Answer: "Amazon Web Services generated **$28.8 billion** in Q4 2025 [S1]…"

Conversation history

The agent supports stateless (tenant-owned) chat persistence. Your system stores messages; you replay them on every request. The server never stores end-user messages.
FieldTypeDescription
chat_idstring | nullOpaque ID echoed back in conversation_state. Use to route the updated history to the right record.
conversation_historyConversationTurn[] | nullPrior user/assistant turns injected as context before the current query. Supersedes session_id when both are provided.
{
  "query": "What about gross margin?",
  "chat_id": "chat_user-42_abc123",
  "conversation_history": [
    { "role": "user",      "content": "What was AWS revenue in Q4 2025?" },
    { "role": "assistant", "content": "AWS generated $28.8 billion in Q4 2025 [S1]." }
  ]
}
At the end of every stream, a conversation_state event is emitted containing all user-facing turns (including the current one). Persist this as your new history for the next request.
{
  "type": "conversation_state",
  "chat_id": "chat_user-42_abc123",
  "messages": [
    { "role": "user",      "content": "What was AWS revenue in Q4 2025?" },
    { "role": "assistant", "content": "AWS generated $28.8 billion in Q4 2025 [S1]." },
    { "role": "user",      "content": "What about gross margin?" },
    { "role": "assistant", "content": "Amazon's consolidated gross margin for Q4 2025 was approximately 48% [S2]." }
  ]
}
conversation_history and session_id are independent mechanisms. conversation_history is for tenant-managed cross-session persistence (Model B). session_id is a server-side Valkey cache with a 24-hour TTL, useful for within-session continuity without replaying history. If both are provided, conversation_history takes precedence.

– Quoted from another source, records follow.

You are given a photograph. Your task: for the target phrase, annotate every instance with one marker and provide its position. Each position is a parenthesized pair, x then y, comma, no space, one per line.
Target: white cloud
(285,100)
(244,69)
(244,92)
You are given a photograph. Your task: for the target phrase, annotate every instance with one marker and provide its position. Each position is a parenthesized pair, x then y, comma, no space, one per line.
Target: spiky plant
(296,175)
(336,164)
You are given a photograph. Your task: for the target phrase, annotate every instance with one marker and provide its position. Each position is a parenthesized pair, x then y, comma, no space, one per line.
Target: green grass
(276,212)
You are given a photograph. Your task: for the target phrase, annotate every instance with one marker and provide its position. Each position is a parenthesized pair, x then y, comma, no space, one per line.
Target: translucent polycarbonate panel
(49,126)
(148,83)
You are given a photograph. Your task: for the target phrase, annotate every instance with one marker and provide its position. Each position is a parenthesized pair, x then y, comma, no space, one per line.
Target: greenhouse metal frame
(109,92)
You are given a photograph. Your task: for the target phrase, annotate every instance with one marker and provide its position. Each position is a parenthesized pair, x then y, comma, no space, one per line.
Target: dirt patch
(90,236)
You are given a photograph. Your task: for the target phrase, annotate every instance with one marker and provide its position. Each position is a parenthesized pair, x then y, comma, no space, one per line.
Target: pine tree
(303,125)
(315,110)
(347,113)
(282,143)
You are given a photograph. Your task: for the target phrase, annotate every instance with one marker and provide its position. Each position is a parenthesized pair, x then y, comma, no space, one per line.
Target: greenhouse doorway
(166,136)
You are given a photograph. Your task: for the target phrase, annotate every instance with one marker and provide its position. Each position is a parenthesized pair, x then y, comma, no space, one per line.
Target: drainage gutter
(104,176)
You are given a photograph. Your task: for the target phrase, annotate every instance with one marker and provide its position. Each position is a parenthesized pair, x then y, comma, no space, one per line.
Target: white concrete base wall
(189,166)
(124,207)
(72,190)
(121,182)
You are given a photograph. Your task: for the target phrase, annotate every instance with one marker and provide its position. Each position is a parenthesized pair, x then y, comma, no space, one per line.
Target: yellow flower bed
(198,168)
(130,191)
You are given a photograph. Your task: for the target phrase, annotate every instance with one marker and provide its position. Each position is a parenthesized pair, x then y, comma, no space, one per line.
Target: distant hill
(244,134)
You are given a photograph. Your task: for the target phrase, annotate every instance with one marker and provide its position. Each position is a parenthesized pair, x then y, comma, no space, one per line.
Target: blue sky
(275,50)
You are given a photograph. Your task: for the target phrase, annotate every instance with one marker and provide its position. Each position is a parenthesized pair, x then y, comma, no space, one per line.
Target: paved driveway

SSE stream — code examples

Connect with Accept: text/event-stream. Each line: data: <JSON>\n\n.
import httpx, json

# Load your stored history (empty for first turn)
history = []

with httpx.stream(
    "POST",
    "https://api.ivory.finance/v1/rag/answer/agent",
    headers={"X-API-Key": "YOUR_KEY", "Accept": "text/event-stream"},
    json={
        "query": "What was AWS revenue in Q4 2025?",
        "cik": "0001018724",
        "chat_id": "chat_user-42_abc123",
        "conversation_history": history,  # [] on first turn
    },
    timeout=60,
) as r:
    for line in r.iter_lines():
        if not line.startswith("data: "):
            continue
        event = json.loads(line[6:])
        match event["type"]:
            case "agent_step":
                print(f"[{event['status']}] {event['tool']}")
            case "sources":
                print(f"Sources: {len(event['sources'])} SEC, {len(event['web_sources'])} web")
            case "token":
                print(event["token"], end="", flush=True)
            case "conversation_state":
                # Persist this as the history for the next request
                history = event["messages"]
                save_to_your_db(event["chat_id"], history)
            case "done":
                print("\n\nComplete.")
                break
            case "error":
                print(f"Error: {event['detail']}")
                break

Multi-tenant configuration

Pass an optional config object to choose any supported LLM or connect the agent to your own database. All fields are optional — omit config entirely to use server defaults (GPT-4o + server Postgres).
{
  "query": "What is our portfolio exposure to NVDA risk factors?",
  "config": {
    "llm_provider": "anthropic",
    "llm_model": "claude-opus-4-6",
    "db_connection_string": "postgresql://user:pass@your-db.com:5432/portfolio"
  }
}

LLM Providers

OpenAI (GPT-4o) or Anthropic (Claude). Switch per request with no redeployment.

Database Connections

Connect PostgreSQL, MySQL, MariaDB, MongoDB, or Oracle. The agent queries your data alongside SEC filings.
See the Agent Configuration guide for API key setup, connection string formats, read-only user instructions, and security best practices.

Citation scheme

BracketSourceList in response
[S1], [S2], …SEC filing chunks from retrieve_from_filingsources[]
[W1], [W2], …Web results from web_searchweb_sources[] source_type: "web"
[N1], [N2], …News results from news_searchweb_sources[] source_type: "news"
Numbers are sequential across all tool calls — [S1] and [S2] from two different retrieve_from_filing calls on different filings both appear in sources[] in order.